There are a number of senior and civic centers in the surrounding area and there are even other Burger Kings and McDonald’s in the vicinity, but none hold the draw of this particular McDonald’s. So why there?
It’s certainly not the McRib. Seniors don’t always want to be associated with groups labeling them as elderly or somehow in need, which might explain the preference for a fast food chain to the Korean Community Center in Flushing. Over the years, it’s easy to imagine they’ve developed a comfort with the space, entirely public and non-assuming about any type of identity (and dare I add even a sense of ownership). At the end (and beginning and middle) of the day, it’s the draw of community – of a place to chat, be it gossip or hometown politics, and of a place where people know you.

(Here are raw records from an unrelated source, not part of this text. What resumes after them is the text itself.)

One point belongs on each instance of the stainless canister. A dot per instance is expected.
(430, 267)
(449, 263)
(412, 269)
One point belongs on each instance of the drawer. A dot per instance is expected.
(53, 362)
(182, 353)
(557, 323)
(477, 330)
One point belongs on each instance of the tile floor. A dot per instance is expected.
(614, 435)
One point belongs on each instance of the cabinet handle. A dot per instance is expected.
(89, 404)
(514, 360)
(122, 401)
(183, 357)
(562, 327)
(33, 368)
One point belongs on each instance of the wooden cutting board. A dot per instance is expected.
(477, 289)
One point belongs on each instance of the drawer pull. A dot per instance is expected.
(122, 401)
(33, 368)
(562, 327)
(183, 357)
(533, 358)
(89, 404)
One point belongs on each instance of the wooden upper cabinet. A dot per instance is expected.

Particularly for those living alone or who feel isolated, the social space serves an important function, not the least of which is mental well-being and a reason to get out of the house.
And having purchased something, even if only a large cup of coffee, they feel they should be allowed to sit at their leisure. It’s straightforward: You pay and you get to sit and see people you know. The question that’s being raised is for how long? Few, certainly not the company’s management, think about Mickey D’s as a central hangout space without time limits, so their frustration over all-day occupants is understandable from a business standpoint. This group seems to be stretching beyond even how long the most tolerant coffee shop will allow its laptop-bearing patrons to sit. At the same time, I wonder why now it’s becoming an issue where this seems to be a long-standing phenomenon. And the Flushing seniors, meanwhile, seem determined to take a stand: one man stated that he would not budge next time police showed up, while another insisted he would listen dutifully, but return promptly after their departure.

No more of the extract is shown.